Currently OpenGL implementations do not support bump mapping in hardware, but there is a two pass approach to creating a close approximation of bump mapping which is shown in this demonstration. This code is the manifestation of an algorithm and sample IrisGL code shown to me in mid 1995 by Brian Cabral, and owes it's existence entirely to Brian's patience in explaining his ideas in great detail to me, his original work was infact more accurate and included a renormalization term which is not implemented here.

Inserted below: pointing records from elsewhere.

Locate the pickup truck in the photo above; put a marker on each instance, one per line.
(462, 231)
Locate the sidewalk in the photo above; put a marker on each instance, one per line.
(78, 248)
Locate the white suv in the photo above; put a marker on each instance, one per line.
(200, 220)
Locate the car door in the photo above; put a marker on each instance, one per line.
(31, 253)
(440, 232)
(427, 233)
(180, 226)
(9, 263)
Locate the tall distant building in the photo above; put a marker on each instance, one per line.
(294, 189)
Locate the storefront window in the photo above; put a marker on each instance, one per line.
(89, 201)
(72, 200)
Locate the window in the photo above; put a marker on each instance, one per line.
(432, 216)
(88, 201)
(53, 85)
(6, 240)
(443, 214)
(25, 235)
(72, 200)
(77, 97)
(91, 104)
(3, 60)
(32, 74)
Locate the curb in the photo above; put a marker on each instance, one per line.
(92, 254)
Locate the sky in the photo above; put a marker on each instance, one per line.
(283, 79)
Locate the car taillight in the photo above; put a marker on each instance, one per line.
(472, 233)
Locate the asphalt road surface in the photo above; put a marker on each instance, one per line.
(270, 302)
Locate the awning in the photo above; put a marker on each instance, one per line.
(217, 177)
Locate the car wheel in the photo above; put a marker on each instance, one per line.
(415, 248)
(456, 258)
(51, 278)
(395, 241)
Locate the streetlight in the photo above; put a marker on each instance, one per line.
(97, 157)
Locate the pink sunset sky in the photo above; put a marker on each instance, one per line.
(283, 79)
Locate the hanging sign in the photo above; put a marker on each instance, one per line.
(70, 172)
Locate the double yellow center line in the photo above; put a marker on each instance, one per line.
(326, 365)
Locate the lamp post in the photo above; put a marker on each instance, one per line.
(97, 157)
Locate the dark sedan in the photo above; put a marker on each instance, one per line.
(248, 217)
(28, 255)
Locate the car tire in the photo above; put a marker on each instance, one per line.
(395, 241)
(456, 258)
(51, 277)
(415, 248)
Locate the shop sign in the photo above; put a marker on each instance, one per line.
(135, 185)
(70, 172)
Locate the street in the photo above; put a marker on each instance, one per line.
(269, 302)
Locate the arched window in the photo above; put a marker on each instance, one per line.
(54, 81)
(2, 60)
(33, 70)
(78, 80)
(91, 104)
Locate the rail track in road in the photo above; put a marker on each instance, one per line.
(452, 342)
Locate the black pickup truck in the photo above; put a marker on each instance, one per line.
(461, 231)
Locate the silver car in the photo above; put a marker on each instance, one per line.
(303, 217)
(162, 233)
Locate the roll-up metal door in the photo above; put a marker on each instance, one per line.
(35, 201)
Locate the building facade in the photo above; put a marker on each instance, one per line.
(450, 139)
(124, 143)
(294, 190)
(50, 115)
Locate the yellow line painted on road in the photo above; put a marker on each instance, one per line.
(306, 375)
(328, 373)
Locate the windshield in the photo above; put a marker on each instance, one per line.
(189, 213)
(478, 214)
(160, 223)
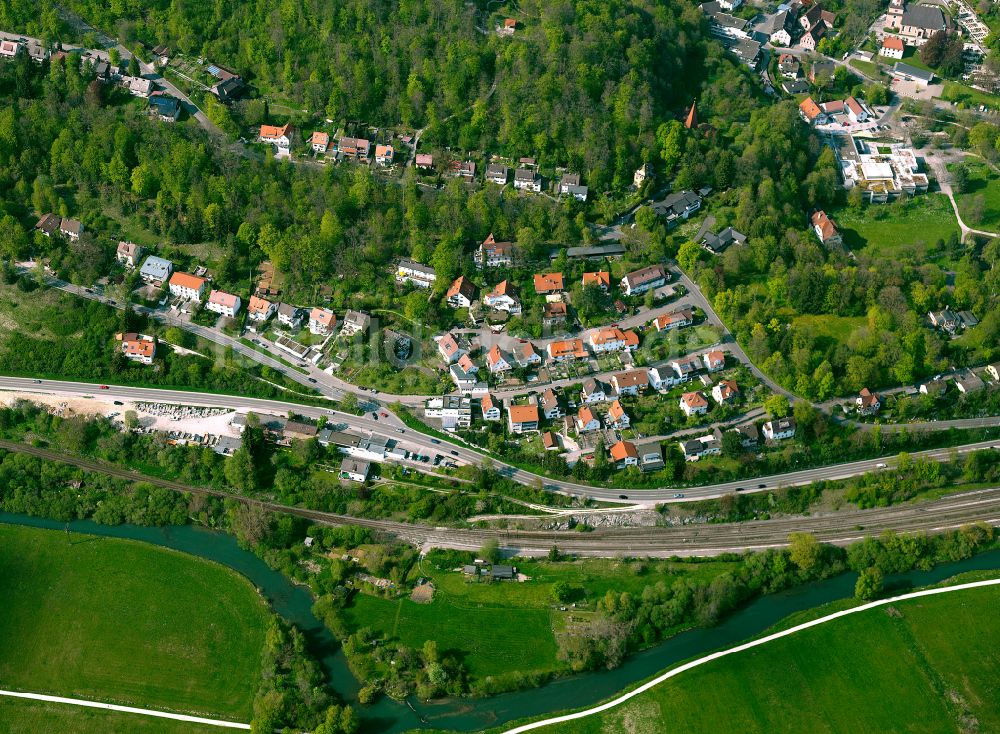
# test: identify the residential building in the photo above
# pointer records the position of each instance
(714, 360)
(71, 229)
(453, 411)
(165, 107)
(526, 356)
(617, 417)
(493, 254)
(497, 173)
(354, 148)
(892, 48)
(277, 136)
(554, 313)
(355, 322)
(225, 304)
(420, 275)
(138, 347)
(464, 169)
(694, 449)
(355, 470)
(497, 361)
(527, 180)
(600, 278)
(718, 242)
(630, 382)
(490, 408)
(693, 403)
(155, 269)
(569, 185)
(677, 207)
(320, 141)
(503, 298)
(567, 350)
(969, 382)
(624, 454)
(551, 407)
(461, 293)
(548, 283)
(128, 254)
(186, 286)
(674, 320)
(749, 435)
(522, 418)
(825, 229)
(642, 280)
(643, 172)
(725, 392)
(867, 402)
(650, 456)
(289, 315)
(260, 309)
(780, 429)
(586, 421)
(321, 321)
(449, 348)
(594, 391)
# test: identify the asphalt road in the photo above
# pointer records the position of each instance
(837, 527)
(391, 429)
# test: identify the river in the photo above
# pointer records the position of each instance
(294, 604)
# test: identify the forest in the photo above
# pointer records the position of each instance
(582, 83)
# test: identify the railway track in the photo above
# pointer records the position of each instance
(845, 527)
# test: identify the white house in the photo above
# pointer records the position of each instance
(226, 304)
(186, 286)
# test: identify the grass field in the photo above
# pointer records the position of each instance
(909, 233)
(924, 665)
(127, 622)
(30, 717)
(982, 183)
(503, 627)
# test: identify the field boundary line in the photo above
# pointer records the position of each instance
(125, 709)
(745, 646)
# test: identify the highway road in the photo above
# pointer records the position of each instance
(839, 528)
(391, 429)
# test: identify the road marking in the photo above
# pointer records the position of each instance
(745, 646)
(126, 709)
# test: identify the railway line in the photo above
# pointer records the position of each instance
(841, 528)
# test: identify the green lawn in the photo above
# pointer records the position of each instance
(908, 231)
(504, 627)
(127, 622)
(980, 202)
(18, 716)
(924, 665)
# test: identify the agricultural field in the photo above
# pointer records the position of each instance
(907, 231)
(923, 665)
(127, 622)
(500, 627)
(18, 716)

The principal is to render a Lambertian diffuse lighting calculation to the framebuffer then vary the brightness of this result using texture blending operations to simulate the peturbation of the surface normal. So the diffuse lighting term is the cosine of the angle of the surface normal and light vector which is computed by taking the dot product of the two normalized vectors, we'll call this L·N, this is the same as the vertical component of the normalized light vector in tangent space, which we'll call Lz. So Lz is the same as L·N as illustrated in the diagram below, taking L·N projects L onto N and gives the component length of L w.r.t N, and vice versa.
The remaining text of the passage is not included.